Image for representation.
Today is World Blood Donor Day 2018, organized by the World Health Organization for countries around the world to celebrate and thank voluntary, unpaid blood donors for their life-saving help. The day also helps raise awareness of the importance of regular blood donations for those in need. Here we round up some facts about blood donation, and why it is important to help if you are a suitable donor.
Every few seconds, someone somewhere in the world needs blood. Blood transfusions and blood products help save millions of lives every year, and can help patients suffering from life-threatening conditions live longer and with a higher quality of life.
Blood transfusion is needed for women with complications of pregnancy, such as ectopic pregnancies and hemorrhage before, during or after childbirth, children with severe anaemia, often a result of malaria or malnutrition, people with severe trauma following manmade and natural disasters, cancer patients, and for regular transfusions for people with conditions such as thalassemia and sickle cell disease. Blood is also used to make products such as clotting factors for people with hemophilia.

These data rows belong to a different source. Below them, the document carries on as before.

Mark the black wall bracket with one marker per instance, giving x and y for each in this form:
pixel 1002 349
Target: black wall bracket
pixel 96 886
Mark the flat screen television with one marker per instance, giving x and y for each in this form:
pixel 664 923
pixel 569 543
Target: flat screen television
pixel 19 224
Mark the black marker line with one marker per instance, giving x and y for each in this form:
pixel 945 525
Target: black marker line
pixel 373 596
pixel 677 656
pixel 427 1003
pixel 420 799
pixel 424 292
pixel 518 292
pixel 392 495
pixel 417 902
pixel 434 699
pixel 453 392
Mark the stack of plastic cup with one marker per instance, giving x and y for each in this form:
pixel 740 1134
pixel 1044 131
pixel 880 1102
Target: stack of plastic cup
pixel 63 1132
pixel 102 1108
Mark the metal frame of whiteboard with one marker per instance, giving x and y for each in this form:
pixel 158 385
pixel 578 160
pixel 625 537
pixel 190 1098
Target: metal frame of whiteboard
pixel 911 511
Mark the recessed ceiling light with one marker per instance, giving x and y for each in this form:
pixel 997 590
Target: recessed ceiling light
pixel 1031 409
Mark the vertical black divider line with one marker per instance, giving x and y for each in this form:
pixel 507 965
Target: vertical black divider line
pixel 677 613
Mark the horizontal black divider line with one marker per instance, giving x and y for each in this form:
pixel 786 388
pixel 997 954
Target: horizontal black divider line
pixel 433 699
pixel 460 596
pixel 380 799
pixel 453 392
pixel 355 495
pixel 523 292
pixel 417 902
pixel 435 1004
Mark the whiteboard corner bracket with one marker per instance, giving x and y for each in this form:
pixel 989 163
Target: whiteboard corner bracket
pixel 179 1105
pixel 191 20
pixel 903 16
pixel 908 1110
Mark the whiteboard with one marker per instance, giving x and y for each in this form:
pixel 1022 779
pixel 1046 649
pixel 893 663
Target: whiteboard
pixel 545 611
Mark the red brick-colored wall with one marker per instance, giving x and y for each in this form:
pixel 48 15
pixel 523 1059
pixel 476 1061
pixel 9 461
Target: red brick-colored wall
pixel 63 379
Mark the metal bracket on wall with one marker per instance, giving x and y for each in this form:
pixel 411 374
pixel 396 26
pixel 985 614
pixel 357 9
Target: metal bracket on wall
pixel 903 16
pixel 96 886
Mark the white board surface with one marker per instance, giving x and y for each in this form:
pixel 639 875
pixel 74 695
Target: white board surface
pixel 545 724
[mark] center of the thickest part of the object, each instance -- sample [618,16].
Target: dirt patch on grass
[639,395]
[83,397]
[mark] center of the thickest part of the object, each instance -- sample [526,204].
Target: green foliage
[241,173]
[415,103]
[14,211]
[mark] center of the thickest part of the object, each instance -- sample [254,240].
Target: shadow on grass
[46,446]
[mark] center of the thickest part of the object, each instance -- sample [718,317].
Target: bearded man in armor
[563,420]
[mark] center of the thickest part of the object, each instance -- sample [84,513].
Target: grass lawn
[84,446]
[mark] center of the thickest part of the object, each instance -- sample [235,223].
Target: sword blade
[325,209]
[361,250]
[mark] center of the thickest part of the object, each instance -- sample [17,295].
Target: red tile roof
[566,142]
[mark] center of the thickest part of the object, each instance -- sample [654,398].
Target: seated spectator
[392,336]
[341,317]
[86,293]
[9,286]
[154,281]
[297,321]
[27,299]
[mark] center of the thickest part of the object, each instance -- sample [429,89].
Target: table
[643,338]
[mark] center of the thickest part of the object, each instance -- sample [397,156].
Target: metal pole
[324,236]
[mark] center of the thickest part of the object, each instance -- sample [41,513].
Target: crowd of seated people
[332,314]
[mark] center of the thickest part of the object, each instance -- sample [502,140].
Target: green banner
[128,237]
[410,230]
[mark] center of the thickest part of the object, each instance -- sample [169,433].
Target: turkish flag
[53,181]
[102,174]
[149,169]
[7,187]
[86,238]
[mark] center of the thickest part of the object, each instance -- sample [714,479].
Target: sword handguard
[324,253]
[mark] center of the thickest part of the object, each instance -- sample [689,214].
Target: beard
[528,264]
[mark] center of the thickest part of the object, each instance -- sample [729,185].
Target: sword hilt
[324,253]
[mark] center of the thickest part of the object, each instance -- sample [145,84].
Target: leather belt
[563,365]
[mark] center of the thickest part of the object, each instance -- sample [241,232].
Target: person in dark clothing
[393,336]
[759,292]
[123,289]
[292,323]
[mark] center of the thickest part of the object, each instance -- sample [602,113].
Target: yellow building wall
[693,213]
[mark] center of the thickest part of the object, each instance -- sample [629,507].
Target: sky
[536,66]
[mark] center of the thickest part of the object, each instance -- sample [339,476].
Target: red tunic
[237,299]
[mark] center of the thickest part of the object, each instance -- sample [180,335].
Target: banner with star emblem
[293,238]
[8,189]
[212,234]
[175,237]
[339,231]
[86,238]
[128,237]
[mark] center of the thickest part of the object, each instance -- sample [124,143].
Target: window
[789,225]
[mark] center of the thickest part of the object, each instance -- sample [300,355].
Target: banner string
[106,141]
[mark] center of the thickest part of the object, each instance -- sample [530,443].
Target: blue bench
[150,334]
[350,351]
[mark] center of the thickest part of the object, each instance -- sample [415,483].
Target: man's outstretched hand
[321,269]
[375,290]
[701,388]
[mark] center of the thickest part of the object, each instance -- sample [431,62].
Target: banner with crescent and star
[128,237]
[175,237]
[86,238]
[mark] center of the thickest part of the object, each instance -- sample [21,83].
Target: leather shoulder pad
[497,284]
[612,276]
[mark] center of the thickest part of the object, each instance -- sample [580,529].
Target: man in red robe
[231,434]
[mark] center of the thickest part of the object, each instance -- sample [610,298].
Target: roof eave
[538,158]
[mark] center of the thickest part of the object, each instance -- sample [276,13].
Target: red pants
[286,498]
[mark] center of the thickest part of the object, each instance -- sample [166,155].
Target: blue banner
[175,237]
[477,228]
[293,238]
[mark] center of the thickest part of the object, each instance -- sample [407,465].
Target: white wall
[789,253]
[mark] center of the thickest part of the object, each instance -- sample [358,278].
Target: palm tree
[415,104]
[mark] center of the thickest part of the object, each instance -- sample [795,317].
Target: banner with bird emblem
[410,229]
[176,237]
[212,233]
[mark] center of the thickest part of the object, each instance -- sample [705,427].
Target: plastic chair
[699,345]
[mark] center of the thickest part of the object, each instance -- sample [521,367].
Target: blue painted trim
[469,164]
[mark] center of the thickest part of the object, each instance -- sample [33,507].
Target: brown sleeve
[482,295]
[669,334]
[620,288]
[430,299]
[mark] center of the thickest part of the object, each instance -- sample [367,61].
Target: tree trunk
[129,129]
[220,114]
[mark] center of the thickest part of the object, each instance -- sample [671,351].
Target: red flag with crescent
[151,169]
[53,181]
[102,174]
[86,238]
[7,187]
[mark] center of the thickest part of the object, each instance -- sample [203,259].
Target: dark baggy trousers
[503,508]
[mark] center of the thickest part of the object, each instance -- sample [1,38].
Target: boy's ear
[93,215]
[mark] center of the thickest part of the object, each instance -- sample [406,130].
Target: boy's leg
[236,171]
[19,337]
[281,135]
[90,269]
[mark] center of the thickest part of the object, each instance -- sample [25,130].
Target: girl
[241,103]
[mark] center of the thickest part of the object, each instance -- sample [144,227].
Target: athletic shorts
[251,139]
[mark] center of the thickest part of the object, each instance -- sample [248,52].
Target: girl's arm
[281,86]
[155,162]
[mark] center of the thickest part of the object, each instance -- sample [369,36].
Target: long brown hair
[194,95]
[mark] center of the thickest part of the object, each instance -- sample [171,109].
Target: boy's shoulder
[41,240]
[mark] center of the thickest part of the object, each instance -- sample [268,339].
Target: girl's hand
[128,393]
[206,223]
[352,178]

As blood can be stored for only a limited time before use, regular blood donations from healthy people are needed to ensure that safe blood is always available.
A decision to donate your blood can save a life, or even several if your blood is separated into its components -- red cells, platelets and plasma -- which can be used individually for patients with specific conditions.
There are three types of blood donors, voluntary unpaid, paid, and family/replacement:
* A regular and sufficient supply of blood can only be assured through donations from regular, voluntary, unpaid blood donors. They are the safest group of donors because the prevalence of bloodborne infections is lowest among them.
* Donated blood should always be screened for HIV, hepatitis B, hepatitis C, and syphilis before transfusion. However, 35 countries are not able to screen all donated blood for one or more of these infections and testing is not reliable in many countries.
* If you are interested in donating blood there are restrictions on who is a suitable donor, but you can find out more information from the blood donation organization in your country, or by visiting your healthcare provider.